取引をなかったことにするわけじゃないんだ。少額の支払いは、決まったタイミングでまとめて記帳する約束にしているんだよ!
もちろん、支払いをした時点で、費用という取引そのものは発生しています。なかったことにするわけではありません。ただ、帳簿(仕訳帳・総勘定元帳)をつけるのは会計係の仕事です。電車代や文房具代のような細かい支払いを、そのたびに会計係へ伝えて記帳してもらうのは、用度係にとっても会計係にとっても大変ですよね。

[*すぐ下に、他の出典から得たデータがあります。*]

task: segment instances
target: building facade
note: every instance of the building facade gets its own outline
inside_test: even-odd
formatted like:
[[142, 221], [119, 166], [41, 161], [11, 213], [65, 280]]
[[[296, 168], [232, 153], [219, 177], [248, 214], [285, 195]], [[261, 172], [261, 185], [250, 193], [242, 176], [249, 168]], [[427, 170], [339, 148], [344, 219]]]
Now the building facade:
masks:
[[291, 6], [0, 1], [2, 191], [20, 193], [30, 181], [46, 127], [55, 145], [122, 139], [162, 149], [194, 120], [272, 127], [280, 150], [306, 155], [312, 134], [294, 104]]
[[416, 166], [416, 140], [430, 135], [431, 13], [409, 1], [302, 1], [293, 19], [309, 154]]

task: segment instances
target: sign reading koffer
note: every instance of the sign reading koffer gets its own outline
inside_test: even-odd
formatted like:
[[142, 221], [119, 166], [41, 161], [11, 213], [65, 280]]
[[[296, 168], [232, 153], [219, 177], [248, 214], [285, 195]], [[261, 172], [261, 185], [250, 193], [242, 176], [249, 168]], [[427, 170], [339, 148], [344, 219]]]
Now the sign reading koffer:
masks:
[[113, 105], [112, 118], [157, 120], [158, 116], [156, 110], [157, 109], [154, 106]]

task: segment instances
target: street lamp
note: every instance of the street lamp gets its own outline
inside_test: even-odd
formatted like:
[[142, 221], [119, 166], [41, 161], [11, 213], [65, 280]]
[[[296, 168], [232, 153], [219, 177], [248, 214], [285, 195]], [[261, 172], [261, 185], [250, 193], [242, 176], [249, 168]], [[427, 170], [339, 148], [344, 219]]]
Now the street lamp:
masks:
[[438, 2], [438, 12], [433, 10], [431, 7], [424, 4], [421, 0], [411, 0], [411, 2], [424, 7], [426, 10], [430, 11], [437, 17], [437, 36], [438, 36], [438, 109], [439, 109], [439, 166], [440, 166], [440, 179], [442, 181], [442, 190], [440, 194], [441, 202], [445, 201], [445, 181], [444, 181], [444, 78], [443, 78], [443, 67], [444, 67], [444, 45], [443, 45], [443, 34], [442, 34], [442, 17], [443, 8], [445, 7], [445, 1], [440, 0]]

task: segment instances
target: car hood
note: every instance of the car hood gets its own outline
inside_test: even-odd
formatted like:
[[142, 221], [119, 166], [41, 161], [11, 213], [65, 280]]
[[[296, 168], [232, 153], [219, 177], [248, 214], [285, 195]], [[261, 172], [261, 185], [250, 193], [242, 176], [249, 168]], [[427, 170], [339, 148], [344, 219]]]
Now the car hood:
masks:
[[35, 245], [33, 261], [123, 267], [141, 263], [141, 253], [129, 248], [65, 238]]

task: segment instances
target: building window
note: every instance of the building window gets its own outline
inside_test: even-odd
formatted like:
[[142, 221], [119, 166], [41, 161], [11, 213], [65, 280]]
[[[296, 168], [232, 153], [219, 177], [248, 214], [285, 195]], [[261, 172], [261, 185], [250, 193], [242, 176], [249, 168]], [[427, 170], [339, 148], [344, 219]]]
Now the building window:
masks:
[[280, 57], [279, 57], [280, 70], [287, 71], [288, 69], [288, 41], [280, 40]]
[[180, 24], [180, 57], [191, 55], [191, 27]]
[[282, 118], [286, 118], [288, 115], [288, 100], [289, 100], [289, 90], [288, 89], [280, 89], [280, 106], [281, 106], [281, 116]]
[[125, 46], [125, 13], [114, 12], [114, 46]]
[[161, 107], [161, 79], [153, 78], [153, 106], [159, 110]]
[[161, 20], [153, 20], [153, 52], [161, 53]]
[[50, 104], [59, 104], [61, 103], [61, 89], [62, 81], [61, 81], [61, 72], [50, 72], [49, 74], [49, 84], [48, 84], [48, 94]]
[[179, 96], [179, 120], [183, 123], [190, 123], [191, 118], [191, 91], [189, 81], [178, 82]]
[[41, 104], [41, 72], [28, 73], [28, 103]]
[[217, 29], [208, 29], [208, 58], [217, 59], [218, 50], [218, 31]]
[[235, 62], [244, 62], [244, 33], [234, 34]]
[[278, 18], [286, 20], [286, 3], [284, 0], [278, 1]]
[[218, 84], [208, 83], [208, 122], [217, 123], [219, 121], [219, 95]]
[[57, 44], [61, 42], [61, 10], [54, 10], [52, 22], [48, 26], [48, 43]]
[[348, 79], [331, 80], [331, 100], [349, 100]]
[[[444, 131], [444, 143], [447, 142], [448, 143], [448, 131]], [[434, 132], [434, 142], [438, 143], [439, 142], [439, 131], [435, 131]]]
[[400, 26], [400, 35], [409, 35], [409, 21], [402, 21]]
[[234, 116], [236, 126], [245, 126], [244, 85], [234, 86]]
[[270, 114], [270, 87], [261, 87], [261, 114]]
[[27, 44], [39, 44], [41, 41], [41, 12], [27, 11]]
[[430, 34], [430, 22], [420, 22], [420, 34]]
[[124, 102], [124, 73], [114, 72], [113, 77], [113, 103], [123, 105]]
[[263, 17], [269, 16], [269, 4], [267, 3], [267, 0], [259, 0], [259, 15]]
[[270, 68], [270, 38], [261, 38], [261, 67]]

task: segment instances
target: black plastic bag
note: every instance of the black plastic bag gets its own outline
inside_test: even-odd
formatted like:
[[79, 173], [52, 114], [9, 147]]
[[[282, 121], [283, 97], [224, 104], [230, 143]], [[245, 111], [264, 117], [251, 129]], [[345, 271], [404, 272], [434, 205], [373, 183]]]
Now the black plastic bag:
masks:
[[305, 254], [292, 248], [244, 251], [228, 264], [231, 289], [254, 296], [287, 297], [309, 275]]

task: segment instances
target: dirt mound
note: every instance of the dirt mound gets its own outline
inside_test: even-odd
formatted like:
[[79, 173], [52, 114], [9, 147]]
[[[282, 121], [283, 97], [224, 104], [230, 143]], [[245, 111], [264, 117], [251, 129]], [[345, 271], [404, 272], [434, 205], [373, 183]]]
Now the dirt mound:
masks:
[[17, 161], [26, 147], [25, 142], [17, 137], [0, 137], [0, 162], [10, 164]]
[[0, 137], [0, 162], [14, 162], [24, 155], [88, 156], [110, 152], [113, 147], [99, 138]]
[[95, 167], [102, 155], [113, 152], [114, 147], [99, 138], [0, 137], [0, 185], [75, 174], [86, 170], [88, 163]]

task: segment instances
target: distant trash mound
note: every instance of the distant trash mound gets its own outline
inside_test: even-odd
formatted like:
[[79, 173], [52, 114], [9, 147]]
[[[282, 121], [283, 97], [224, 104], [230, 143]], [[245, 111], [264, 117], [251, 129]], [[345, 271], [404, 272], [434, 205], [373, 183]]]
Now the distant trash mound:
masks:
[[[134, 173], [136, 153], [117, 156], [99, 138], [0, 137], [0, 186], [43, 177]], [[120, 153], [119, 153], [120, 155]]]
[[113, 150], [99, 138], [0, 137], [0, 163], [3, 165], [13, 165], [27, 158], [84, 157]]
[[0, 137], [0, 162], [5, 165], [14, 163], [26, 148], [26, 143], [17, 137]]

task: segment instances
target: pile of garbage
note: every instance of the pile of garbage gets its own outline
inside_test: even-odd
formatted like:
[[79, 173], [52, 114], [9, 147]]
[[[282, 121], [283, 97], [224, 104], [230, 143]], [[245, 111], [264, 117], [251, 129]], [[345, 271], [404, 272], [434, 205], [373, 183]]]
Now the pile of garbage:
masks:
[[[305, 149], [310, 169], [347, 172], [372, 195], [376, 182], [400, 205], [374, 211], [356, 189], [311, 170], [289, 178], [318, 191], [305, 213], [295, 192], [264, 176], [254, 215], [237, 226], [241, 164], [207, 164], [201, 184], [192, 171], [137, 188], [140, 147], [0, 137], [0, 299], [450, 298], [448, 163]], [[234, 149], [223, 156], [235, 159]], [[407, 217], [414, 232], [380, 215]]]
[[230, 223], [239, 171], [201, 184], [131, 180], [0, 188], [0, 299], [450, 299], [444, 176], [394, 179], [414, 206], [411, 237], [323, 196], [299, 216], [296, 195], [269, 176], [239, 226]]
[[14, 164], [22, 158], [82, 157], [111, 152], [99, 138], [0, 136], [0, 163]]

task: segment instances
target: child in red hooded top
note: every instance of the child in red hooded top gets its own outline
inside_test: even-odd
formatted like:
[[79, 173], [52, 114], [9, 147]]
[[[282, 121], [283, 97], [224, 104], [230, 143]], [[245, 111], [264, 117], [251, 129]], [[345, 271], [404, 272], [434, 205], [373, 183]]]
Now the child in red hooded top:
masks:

そこで用度係は、支払いのつど、日付・内容・金額を小口現金出納帳(こぐちげんきんすいとうちょう)という補助簿(メモのような帳面)に記録しておきます。そして、週末や月末などの決まったタイミングでまとめて会計係へ報告し、会計係が報告を受けてまとめて仕訳をします。もちろん、決算には間に合うように必ず報告して、帳簿に反映させます。
取引はなかったことにしない(費用は発生している)
ただ、少額の支払いを毎回記帳するのは大変
→ 用度係が出納帳やメモに記録しておき、決まったタイミングの「報告のとき」にまとめて仕訳をする(決算までには必ず反映)
つまり「支払いのときは仕訳なし」は、取引を省略しているのではなく、記帳するタイミングを報告のときにまとめているだけなんです。役割分担から考えると自然な流れですね。
定額資金前渡制度(インプレスト・システム)の仕組み
小口現金の運用には、代表的な方式があります。一定額を前渡しして、使った分だけを補給し、手元をいつも定額に戻す方式で、定額資金前渡制度(ていがくしきんまえわたしせいど)またはインプレスト・システムと呼ばれます。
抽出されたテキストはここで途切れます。